Ce délai de quatre mois garantit la possibilité pour l’opinion publique des États parties de se former de manière régulière et démocratique et permet l’identification d’éventuelles lacunes.
Cela veut dire que si l’objectif est de voter sur ces amendements lors de la 77e Assemblée mondiale de la santé, qui se tiendra du 27 mai au 1er juin 2024 à Genève, le texte final aurait dû être disponible dès le 27 janvier 2024.
Cependant, les amendements prévus sont encore en cours de négociation : le 7e cycle de négociations a eu lieu en février 2024 et le 8e devrait se tenir du 22 au 26 avril 2024, à en croire https://apps.who.int/gb/wgihr/index.html.
Il n’existe donc pour l’heure pas de version consolidée définitive des amendements envisagés. L’OMS semble pourtant prévoir de les soumettre à adoption en mai de cette année. Elle enfreindrait ainsi ses propres règles, ce qui est inacceptable : non seulement cela minerait la confiance dans l’organisation, dans ses États membres et dans le RSI, mais cela empêcherait aussi que le contrôle de ces amendements et la formation de l’opinion publique se fassent de manière régulière et démocratique.

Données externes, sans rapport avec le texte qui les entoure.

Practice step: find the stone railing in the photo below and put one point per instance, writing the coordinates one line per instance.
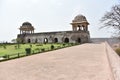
(114, 61)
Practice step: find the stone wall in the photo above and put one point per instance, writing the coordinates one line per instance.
(114, 61)
(60, 37)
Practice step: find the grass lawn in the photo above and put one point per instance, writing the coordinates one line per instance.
(12, 49)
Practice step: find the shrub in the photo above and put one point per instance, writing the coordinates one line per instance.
(42, 49)
(118, 51)
(52, 47)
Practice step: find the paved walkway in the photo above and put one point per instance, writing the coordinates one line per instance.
(83, 62)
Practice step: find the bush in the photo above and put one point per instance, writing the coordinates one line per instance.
(42, 49)
(118, 51)
(52, 47)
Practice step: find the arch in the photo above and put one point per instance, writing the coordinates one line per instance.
(45, 40)
(66, 40)
(36, 41)
(29, 41)
(55, 40)
(79, 40)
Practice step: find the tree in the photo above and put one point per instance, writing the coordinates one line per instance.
(13, 40)
(112, 20)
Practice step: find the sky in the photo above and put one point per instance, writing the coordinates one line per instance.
(51, 15)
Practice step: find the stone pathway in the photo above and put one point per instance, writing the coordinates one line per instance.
(82, 62)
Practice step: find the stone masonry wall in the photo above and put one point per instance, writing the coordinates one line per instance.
(114, 60)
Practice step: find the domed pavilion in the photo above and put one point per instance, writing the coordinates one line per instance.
(78, 34)
(26, 28)
(80, 23)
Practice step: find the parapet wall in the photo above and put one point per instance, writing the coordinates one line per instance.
(114, 61)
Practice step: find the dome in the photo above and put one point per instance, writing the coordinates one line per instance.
(26, 26)
(80, 18)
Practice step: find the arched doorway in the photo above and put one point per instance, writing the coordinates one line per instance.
(29, 41)
(45, 40)
(36, 41)
(66, 40)
(55, 40)
(79, 40)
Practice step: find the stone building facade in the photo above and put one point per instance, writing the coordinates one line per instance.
(79, 34)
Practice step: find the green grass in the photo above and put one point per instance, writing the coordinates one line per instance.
(11, 51)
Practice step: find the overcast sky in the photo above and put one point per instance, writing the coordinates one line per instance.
(51, 15)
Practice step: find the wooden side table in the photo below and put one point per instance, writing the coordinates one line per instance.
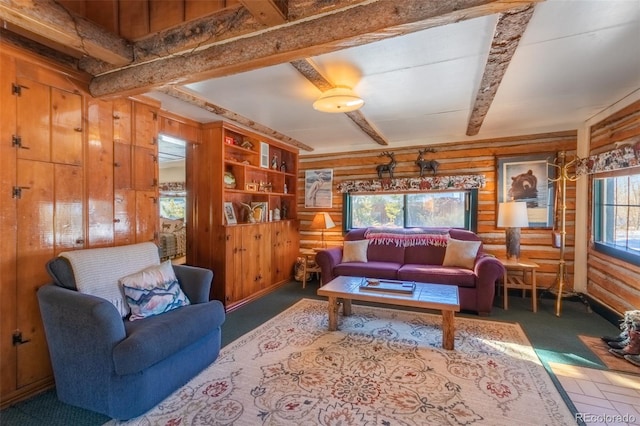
(309, 266)
(515, 276)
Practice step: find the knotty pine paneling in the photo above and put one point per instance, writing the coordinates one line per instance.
(609, 280)
(477, 157)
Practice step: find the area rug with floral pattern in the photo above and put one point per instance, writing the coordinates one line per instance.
(382, 367)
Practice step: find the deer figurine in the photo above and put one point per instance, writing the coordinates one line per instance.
(381, 168)
(426, 164)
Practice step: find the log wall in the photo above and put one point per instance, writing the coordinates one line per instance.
(461, 158)
(609, 280)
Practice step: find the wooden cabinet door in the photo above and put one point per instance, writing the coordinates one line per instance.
(33, 120)
(145, 125)
(122, 167)
(146, 216)
(145, 169)
(124, 222)
(8, 281)
(66, 127)
(68, 208)
(122, 121)
(233, 265)
(278, 245)
(35, 246)
(100, 176)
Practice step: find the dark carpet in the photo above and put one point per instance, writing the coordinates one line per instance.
(555, 339)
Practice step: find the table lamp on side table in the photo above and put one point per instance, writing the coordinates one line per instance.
(322, 221)
(512, 216)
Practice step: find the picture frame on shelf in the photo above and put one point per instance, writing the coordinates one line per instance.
(527, 178)
(260, 210)
(264, 155)
(230, 214)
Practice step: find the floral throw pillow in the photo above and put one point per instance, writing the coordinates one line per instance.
(153, 291)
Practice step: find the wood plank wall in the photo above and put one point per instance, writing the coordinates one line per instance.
(611, 281)
(478, 157)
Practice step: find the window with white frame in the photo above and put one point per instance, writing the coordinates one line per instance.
(452, 209)
(616, 216)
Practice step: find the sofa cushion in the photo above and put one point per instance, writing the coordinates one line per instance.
(153, 291)
(355, 251)
(437, 274)
(151, 340)
(383, 270)
(461, 253)
(98, 270)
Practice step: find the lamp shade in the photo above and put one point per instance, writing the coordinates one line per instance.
(513, 215)
(338, 99)
(322, 221)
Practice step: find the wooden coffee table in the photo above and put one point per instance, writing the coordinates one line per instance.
(429, 296)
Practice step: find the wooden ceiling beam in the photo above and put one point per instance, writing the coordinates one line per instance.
(268, 12)
(509, 30)
(309, 70)
(193, 99)
(183, 39)
(50, 21)
(353, 26)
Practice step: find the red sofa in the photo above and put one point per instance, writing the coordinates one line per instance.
(421, 263)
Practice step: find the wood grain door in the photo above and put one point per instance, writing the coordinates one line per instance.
(145, 123)
(100, 179)
(147, 214)
(145, 169)
(122, 166)
(66, 127)
(8, 280)
(33, 120)
(35, 246)
(124, 222)
(122, 117)
(233, 265)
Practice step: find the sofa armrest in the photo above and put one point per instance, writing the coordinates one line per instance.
(488, 270)
(195, 282)
(327, 259)
(81, 332)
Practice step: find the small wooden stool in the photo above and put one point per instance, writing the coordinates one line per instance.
(309, 266)
(515, 276)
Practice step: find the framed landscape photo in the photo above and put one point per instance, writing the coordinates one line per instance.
(317, 188)
(528, 178)
(230, 214)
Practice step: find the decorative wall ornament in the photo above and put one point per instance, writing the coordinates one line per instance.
(425, 165)
(382, 168)
(615, 159)
(434, 183)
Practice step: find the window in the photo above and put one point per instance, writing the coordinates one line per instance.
(616, 216)
(452, 209)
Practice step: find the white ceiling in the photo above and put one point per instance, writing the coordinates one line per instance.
(576, 58)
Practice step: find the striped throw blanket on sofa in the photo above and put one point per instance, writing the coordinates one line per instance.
(407, 237)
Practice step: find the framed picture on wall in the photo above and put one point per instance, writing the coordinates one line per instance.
(264, 155)
(528, 178)
(318, 188)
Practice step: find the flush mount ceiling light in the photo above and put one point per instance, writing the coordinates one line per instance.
(338, 99)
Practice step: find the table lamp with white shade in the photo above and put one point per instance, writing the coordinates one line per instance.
(512, 216)
(322, 221)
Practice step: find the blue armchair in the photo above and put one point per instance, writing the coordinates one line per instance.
(108, 364)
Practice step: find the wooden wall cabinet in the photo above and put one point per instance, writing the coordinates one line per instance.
(249, 259)
(70, 178)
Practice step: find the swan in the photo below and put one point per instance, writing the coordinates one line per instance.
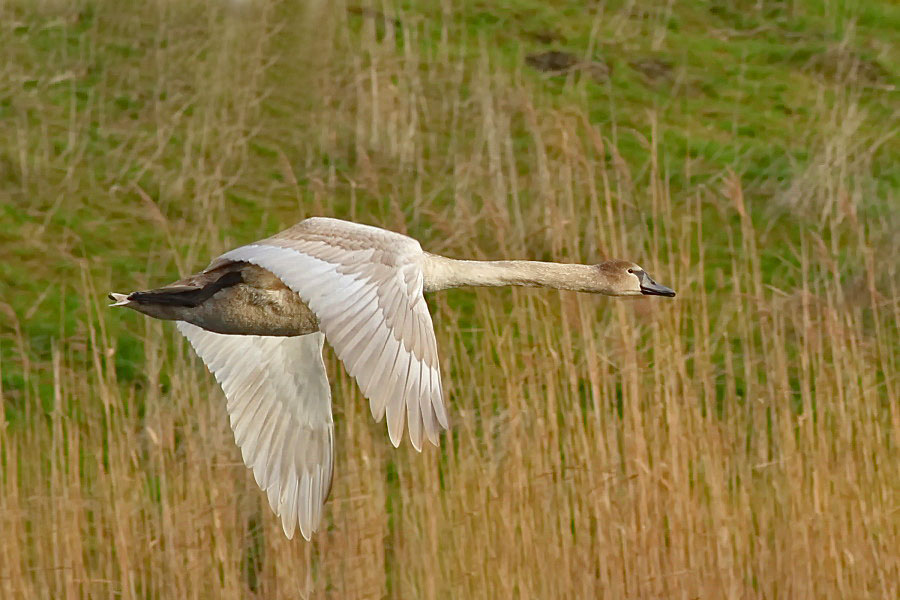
(258, 317)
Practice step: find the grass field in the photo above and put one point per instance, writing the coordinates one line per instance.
(738, 441)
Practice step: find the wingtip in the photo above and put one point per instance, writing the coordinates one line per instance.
(119, 299)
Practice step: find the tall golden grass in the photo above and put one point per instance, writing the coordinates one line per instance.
(739, 441)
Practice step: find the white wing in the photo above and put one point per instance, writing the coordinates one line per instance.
(279, 404)
(367, 295)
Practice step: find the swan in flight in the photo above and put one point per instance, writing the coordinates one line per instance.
(258, 316)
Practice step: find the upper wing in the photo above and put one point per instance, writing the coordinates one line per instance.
(279, 404)
(367, 295)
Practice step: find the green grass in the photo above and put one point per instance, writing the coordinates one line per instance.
(740, 440)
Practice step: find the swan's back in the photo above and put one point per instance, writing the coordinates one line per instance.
(350, 237)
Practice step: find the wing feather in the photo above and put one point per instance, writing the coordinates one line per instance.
(279, 405)
(370, 306)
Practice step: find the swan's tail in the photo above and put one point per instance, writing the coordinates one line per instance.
(119, 299)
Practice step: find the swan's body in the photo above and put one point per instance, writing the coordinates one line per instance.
(259, 314)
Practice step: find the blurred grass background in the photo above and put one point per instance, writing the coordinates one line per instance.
(739, 441)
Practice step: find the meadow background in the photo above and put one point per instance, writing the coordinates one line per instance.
(738, 441)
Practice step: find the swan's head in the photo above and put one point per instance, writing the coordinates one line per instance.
(624, 278)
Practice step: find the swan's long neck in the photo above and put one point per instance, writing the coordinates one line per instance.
(442, 273)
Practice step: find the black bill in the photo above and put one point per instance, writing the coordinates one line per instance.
(651, 288)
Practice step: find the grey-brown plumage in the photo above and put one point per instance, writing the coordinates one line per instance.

Après la crise du coronavirus et les bouleversements qu’elle a provoqués sur les plans social et politique, il est essentiel que les délais prévus pour les dossiers d’une telle portée laissent suffisamment de temps au débat et à une décision réfléchie.
Antrag des Bundesrates
Rejet
Stellungnahme des Bundesrates
L’art. 55, par. 2, du Règlement sanitaire international (RSI ; RS 0.818.103) oblige le Directeur général de l’Organisation mondiale de la santé (OMS) à communiquer le texte de tout amendement proposé à tous les États Parties au moins quatre mois avant l’Assemblée mondiale de la santé (AMS) à laquelle cet amendement est soumis pour examen. Ce délai se réfère explicitement aux « amendements proposés », et non au texte définitif soumis à l’AMS pour adoption. Cet article vise à ce que les membres reçoivent suffisamment tôt les informations sur les propositions d’adaptation. En 2022 déjà, le secrétariat de l’OMS a transmis aux États Parties, au nom du Directeur général, tous les amendements discutés dans le cadre des négociations en cours pour les adaptations du RSI. En outre, une compilation de tous les amendements proposés (datée du 6 février 2023) a été mise en ligne sur le site de l’OMS. Cette dernière a donc respecté les délais prévus à l’art. 55, par. 2, du RSI. En conséquence, il n’est pas indiqué de reporter la conclusion de ce processus d’amendement ou de s’y opposer activement, comme le demande la motion. Si l’AMS accepte les amendements du RSI, chaque État aura le droit de les refuser ou de faire des réserves à leur sujet, conformément à l’art. 22 de la Constitution de l’Organisation mondiale de la santé (RS 0.810.1) et aux art. 59 à 64 du RSI (cf. art. 55, par. 3). À l’issue des négociations et en fonction de leur contenu, la Suisse décidera librement, en tant qu’État membre souverain et conformément aux procédures nationales en vigueur, si elle accepte les modifications.
Le Conseil fédéral propose de rejeter la motion.